Chargée de l’enquête autour du meurtre de la femme dont le corps a été retrouvé dans les bois, on lui impose l’assistance d’un agent du FBI. Ne faisant aucun effort pour dissimuler l’agacement que suscite cette association forcée, elle sollicite l’aide de son frère, qui investigue de manière officieuse.
Un prétexte à l’auteur pour nous immerger dans l’univers de ces gens des collines, ce Kentucky qui a la triste particularité d’être la seule région d’Amérique où l’espérance de vie diminue, et que Mick connait comme sa poche. Imprégnés d’une culture qui élève la famille de sang au-dessus de tout -les traits d’un individu suffisant à savoir à laquelle il appartient-, ils peuvent entretenir les rancunes opposant un clan à l’autre de génération en génération, perpétuant des vengeances sur des décennies. Un simple désaccord ou une discussion banale peuvent dégénérer en bagarres ou en fusillades, les différends se réglant hors de toute intervention des autorités.
Etonnamment, il semblerait cette fois que la mort de la victime, à laquelle on ne connaissait ni ennemi ni mauvaises fréquentations, ne soit liée ni à un conflit entre voisins, ni à une affaire de drogue.
Méfiants, abrupts, les gens des collines prennent très tôt l’habitude ne pas montrer à quel point ils sont futés. Mais si les témoins qu’il interroge en savent long mais disent peu, Mick n’est pas dupe et il est surtout lui aussi très malin.

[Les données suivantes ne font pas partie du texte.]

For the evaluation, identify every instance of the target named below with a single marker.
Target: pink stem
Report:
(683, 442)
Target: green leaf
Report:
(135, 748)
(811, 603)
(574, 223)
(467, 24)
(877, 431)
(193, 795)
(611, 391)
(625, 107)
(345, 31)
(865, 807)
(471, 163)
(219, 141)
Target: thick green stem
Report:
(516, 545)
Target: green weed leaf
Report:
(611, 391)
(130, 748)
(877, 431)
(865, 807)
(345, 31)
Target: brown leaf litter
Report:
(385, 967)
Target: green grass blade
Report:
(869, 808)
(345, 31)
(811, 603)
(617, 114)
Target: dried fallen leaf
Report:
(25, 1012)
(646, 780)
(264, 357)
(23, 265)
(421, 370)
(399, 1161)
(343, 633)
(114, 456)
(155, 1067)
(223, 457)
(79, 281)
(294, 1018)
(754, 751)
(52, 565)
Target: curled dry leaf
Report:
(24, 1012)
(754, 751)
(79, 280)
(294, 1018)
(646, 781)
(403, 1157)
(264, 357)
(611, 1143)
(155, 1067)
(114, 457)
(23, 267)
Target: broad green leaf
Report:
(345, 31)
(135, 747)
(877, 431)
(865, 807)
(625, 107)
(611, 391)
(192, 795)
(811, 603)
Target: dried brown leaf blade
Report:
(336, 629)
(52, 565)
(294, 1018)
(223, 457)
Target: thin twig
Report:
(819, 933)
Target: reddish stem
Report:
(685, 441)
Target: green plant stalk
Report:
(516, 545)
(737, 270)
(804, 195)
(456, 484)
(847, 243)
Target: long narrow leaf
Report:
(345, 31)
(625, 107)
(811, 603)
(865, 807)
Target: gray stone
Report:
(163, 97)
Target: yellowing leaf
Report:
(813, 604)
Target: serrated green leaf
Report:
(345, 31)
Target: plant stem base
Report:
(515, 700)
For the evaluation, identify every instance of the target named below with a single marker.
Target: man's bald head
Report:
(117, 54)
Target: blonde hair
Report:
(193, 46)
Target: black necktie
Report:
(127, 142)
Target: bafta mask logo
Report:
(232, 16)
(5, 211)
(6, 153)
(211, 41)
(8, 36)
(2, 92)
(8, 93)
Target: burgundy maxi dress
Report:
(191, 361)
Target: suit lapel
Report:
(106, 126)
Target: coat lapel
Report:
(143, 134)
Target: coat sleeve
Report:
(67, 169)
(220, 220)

Il n’extorque aucune confession mais déduit, parvenant indirectement à ses fins, sans que les gens aient l’impression d’avoir été forcés.
Si on retrouve dans ce titre l’association d’humour, de tendresse et de noirceur qui m’a tant plu dans "Nuits Appalaches", je dois avouer avoir été moins emballée que par ma précédente lecture. Mick et Linda sont certes des héros à la personnalité attachante, mais on ne prend pas suffisamment le temps de les côtoyer, les bifurcations confuses de l’enquête ayant par ailleurs tendance à nous faire perdre le fil du récit.
Commentaires
En fait, le conseil que je te donne, c'est de ne lire que Nuits Appalaches, parmi les deux.. (je ne m'engage pas sur ceux que je n'ai pas lus).
Je l'ai trouvé plus superficiel, mais d'autres pourraient le trouver plus "efficace"...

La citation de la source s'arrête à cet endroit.